結局、こういう相手とは結婚したくないよなーと、どこかで思っている、
そんな男に「がんばれ」と書かれてうれしいか?「幸せ」か?
「心破れた」人の意見は実は彼女自身の意見ではないと私は感じている。
男に「認められたい」女が男のめがねを借りて、男の意見をまとめている、それだけのことだ。
そしてそれをはやし立てる男、なんてくだらない。
「女」に「女は女らしく家庭に引っ込むべき」と言わせている「似非右翼」保守親父と全く変わらない。
手法は同じことだ、そして子供を取り巻く世界が悪くなっていくだけ。
そしてまた、新しいエントリで彼女が示す実に巧妙なあわれっぽさ、たいしたものだ。
従軍慰安婦の方が泣きわめいてみせるより遙かにすごい。
そして私は「かわいそうな独身女」を責める「子持ち専業主婦」か、それで上等、それこそが「ネット」。

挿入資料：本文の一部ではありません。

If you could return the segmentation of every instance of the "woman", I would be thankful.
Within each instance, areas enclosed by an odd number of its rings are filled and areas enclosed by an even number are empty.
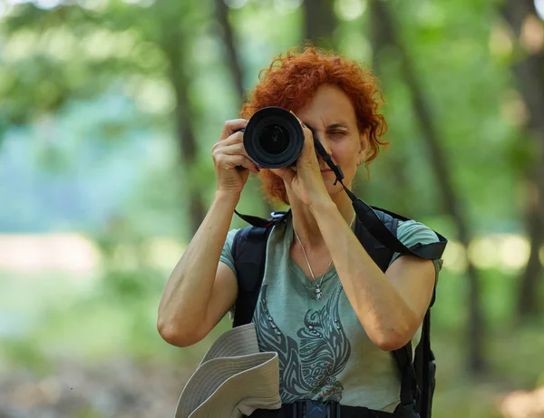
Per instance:
[[[233,308],[238,286],[230,248],[236,230],[228,228],[249,171],[257,173],[267,196],[292,211],[268,238],[254,316],[259,349],[284,350],[282,403],[335,400],[395,409],[400,384],[388,352],[410,340],[417,344],[440,260],[395,254],[384,273],[354,234],[352,202],[313,143],[314,137],[321,141],[351,188],[357,168],[385,143],[380,139],[386,131],[380,97],[370,73],[315,48],[272,63],[244,105],[242,119],[225,122],[213,147],[213,203],[160,301],[158,326],[166,341],[193,345]],[[291,110],[301,122],[305,144],[296,167],[260,169],[244,150],[239,130],[266,106]],[[397,238],[406,247],[438,240],[414,221],[400,222]],[[272,331],[287,343],[278,345]]]

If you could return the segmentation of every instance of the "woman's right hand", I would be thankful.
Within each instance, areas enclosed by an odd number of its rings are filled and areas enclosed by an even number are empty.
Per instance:
[[[239,130],[247,124],[245,119],[227,121],[219,141],[212,148],[218,191],[239,194],[249,171],[257,173],[259,170],[244,149],[244,132]]]

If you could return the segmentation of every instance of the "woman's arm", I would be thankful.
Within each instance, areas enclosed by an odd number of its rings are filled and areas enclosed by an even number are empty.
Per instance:
[[[170,344],[187,346],[198,343],[236,302],[236,277],[227,265],[219,263],[219,256],[238,199],[233,193],[216,194],[166,284],[157,327]]]
[[[386,351],[403,346],[421,326],[431,303],[435,280],[432,262],[404,256],[384,274],[331,199],[313,205],[312,213],[369,338]]]

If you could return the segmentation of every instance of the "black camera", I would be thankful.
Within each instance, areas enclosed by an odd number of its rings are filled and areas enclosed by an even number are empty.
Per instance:
[[[298,120],[280,107],[257,111],[244,130],[244,148],[265,169],[294,166],[302,152],[304,131]]]

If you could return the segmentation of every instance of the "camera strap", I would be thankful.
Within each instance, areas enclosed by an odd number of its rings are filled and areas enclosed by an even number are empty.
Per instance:
[[[438,259],[442,258],[446,248],[446,244],[448,243],[446,238],[444,238],[438,232],[433,231],[438,237],[439,240],[437,242],[427,245],[416,244],[415,246],[410,248],[405,247],[404,244],[399,241],[396,236],[393,235],[387,228],[387,227],[384,224],[384,222],[380,219],[380,218],[374,211],[374,209],[382,212],[387,213],[388,215],[391,215],[393,218],[397,218],[398,219],[403,221],[410,219],[394,212],[390,212],[380,208],[373,208],[370,205],[366,204],[364,201],[363,201],[361,199],[357,198],[349,189],[347,189],[344,185],[344,182],[342,181],[342,180],[344,179],[344,173],[342,172],[342,169],[340,169],[339,166],[333,162],[331,156],[325,151],[325,148],[323,148],[321,142],[318,140],[314,139],[314,145],[316,147],[316,151],[321,156],[323,160],[330,167],[330,169],[336,175],[336,182],[340,181],[340,184],[351,199],[357,219],[374,238],[376,238],[381,244],[387,247],[392,251],[398,252],[400,254],[412,255],[419,258],[424,259]],[[335,182],[335,184],[336,184],[336,182]],[[254,227],[264,228],[273,227],[277,223],[281,222],[285,216],[285,212],[277,212],[272,213],[272,218],[270,219],[265,219],[263,218],[256,217],[253,215],[241,214],[238,210],[235,210],[234,212],[248,224],[253,225]]]

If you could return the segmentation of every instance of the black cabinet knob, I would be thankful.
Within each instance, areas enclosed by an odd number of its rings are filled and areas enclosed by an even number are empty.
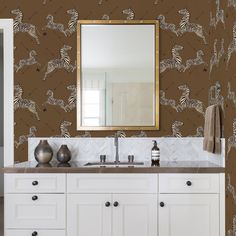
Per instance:
[[[33,182],[32,182],[32,185],[33,185],[33,186],[36,186],[36,185],[38,185],[38,184],[39,184],[38,181],[33,181]]]
[[[160,207],[164,207],[165,203],[164,202],[160,202]]]
[[[38,196],[33,196],[33,197],[32,197],[32,200],[33,200],[33,201],[38,200]]]
[[[192,185],[192,182],[191,182],[191,181],[187,181],[186,184],[187,184],[188,186],[191,186],[191,185]]]

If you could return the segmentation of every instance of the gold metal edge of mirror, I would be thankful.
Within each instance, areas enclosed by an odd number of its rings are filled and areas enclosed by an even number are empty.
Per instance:
[[[155,124],[153,126],[81,126],[81,91],[78,89],[81,85],[81,25],[88,24],[152,24],[155,25]],[[158,20],[78,20],[77,21],[77,106],[76,120],[78,131],[116,131],[116,130],[132,130],[132,131],[154,131],[160,128],[160,104],[159,104],[159,21]],[[79,98],[79,102],[78,102]]]

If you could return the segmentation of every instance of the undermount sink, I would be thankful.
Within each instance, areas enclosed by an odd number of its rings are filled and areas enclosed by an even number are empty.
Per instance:
[[[140,166],[143,162],[88,162],[84,166]]]

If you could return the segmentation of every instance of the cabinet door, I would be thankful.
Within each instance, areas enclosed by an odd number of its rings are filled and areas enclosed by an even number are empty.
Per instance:
[[[111,236],[111,214],[110,194],[68,194],[67,235]]]
[[[160,236],[219,236],[218,194],[160,194]]]
[[[6,194],[7,229],[64,229],[64,194]]]
[[[114,194],[112,235],[157,236],[157,203],[157,194]]]

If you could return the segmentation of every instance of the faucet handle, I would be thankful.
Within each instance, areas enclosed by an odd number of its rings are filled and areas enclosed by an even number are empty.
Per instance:
[[[106,162],[106,155],[100,155],[100,162]]]
[[[134,162],[134,155],[128,155],[128,162]]]

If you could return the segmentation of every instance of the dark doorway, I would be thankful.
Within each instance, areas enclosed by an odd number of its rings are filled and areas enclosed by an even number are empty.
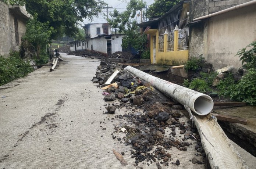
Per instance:
[[[112,43],[111,40],[107,41],[107,56],[110,56],[112,54]]]

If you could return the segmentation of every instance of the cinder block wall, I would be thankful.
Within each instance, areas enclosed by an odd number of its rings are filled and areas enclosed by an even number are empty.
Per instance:
[[[14,18],[18,21],[19,44],[15,39]],[[0,1],[0,55],[7,55],[10,50],[18,50],[21,37],[26,32],[26,22],[22,18],[9,12],[8,6]]]
[[[9,53],[11,46],[11,35],[10,28],[8,6],[0,1],[0,55]]]

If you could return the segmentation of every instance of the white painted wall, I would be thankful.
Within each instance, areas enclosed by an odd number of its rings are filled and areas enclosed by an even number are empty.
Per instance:
[[[112,35],[111,39],[106,39],[106,36],[102,36],[100,37],[96,37],[94,38],[86,39],[85,41],[84,46],[82,46],[82,41],[81,41],[81,46],[77,46],[77,51],[91,50],[92,45],[93,50],[104,53],[107,53],[107,41],[111,41],[112,53],[117,51],[122,51],[122,38],[124,36],[124,35]],[[118,36],[118,38],[117,38]],[[114,39],[113,39],[114,38]],[[88,47],[87,47],[88,43]],[[70,46],[70,51],[75,51],[74,44],[73,47]]]
[[[113,35],[111,36],[111,40],[112,44],[112,53],[114,53],[115,52],[122,51],[122,38],[124,36],[123,35]],[[118,38],[117,38],[117,37]],[[113,40],[114,38],[114,40]],[[110,39],[108,39],[110,40]]]
[[[93,38],[97,36],[97,28],[100,28],[100,34],[103,34],[103,28],[102,28],[102,24],[90,24],[88,28],[88,33],[89,35],[90,35],[90,38]],[[109,35],[111,34],[111,28],[110,26],[109,26]]]
[[[79,42],[80,42],[80,45],[79,45]],[[73,46],[71,46],[71,44],[70,44],[70,51],[75,51],[75,43],[73,43]],[[86,49],[85,48],[85,44],[83,46],[83,41],[81,40],[79,41],[78,41],[77,42],[77,51],[82,51],[85,50]]]

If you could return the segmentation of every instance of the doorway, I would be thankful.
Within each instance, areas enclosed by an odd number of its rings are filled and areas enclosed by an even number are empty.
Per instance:
[[[153,64],[156,63],[156,36],[153,36]]]
[[[108,57],[111,55],[112,54],[112,43],[111,40],[107,41],[107,51]]]

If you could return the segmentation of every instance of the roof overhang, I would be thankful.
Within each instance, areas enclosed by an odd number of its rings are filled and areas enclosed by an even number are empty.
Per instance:
[[[170,14],[173,12],[176,11],[176,10],[179,10],[181,8],[182,8],[183,6],[183,4],[184,4],[184,1],[181,1],[179,2],[176,5],[174,6],[173,8],[171,9],[168,12],[167,12],[163,15],[160,18],[159,18],[157,19],[153,20],[153,21],[150,21],[147,22],[145,22],[141,24],[136,24],[136,25],[138,26],[141,28],[145,28],[147,26],[152,26],[154,24],[157,23],[161,19],[163,18],[166,17],[168,15]]]
[[[144,32],[145,34],[154,34],[156,33],[157,29],[149,29],[145,30]]]
[[[9,10],[14,15],[28,20],[32,16],[24,8],[18,5],[9,5]]]
[[[244,7],[246,7],[248,6],[250,6],[251,5],[255,5],[256,4],[256,0],[250,1],[249,2],[240,4],[240,5],[238,5],[236,6],[231,7],[231,8],[228,8],[227,9],[226,9],[224,10],[222,10],[221,11],[220,11],[218,12],[213,13],[212,14],[209,14],[209,15],[207,15],[205,16],[203,16],[203,17],[194,19],[193,19],[193,21],[199,21],[200,20],[204,19],[205,19],[210,18],[211,17],[214,17],[215,16],[217,16],[221,14],[224,14],[224,13],[226,13],[228,12],[230,12],[230,11],[234,11],[234,10],[236,10],[238,9],[243,8]]]

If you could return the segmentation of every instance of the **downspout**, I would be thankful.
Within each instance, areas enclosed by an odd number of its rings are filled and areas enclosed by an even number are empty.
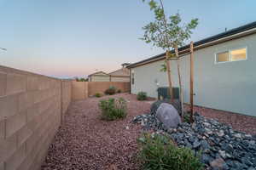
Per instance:
[[[130,69],[130,94],[131,94],[131,68]]]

私は自称「かわいそう」な人間、最強伝説にどこまでも異論を唱える。
「かわいそうだから」で考えることを止めさせるのに反対する。
そんな不純な「かわいそう」をふりまかれて、育っていく子供達を萎縮させたくないから。
追記;お気に入りの方のところで筆者が何らかの虐待トラウマを持っていると教えてもらって、
ちょっと納得、でも反省はかけらほど。「かわいそう」最強伝説は私は嫌いだ。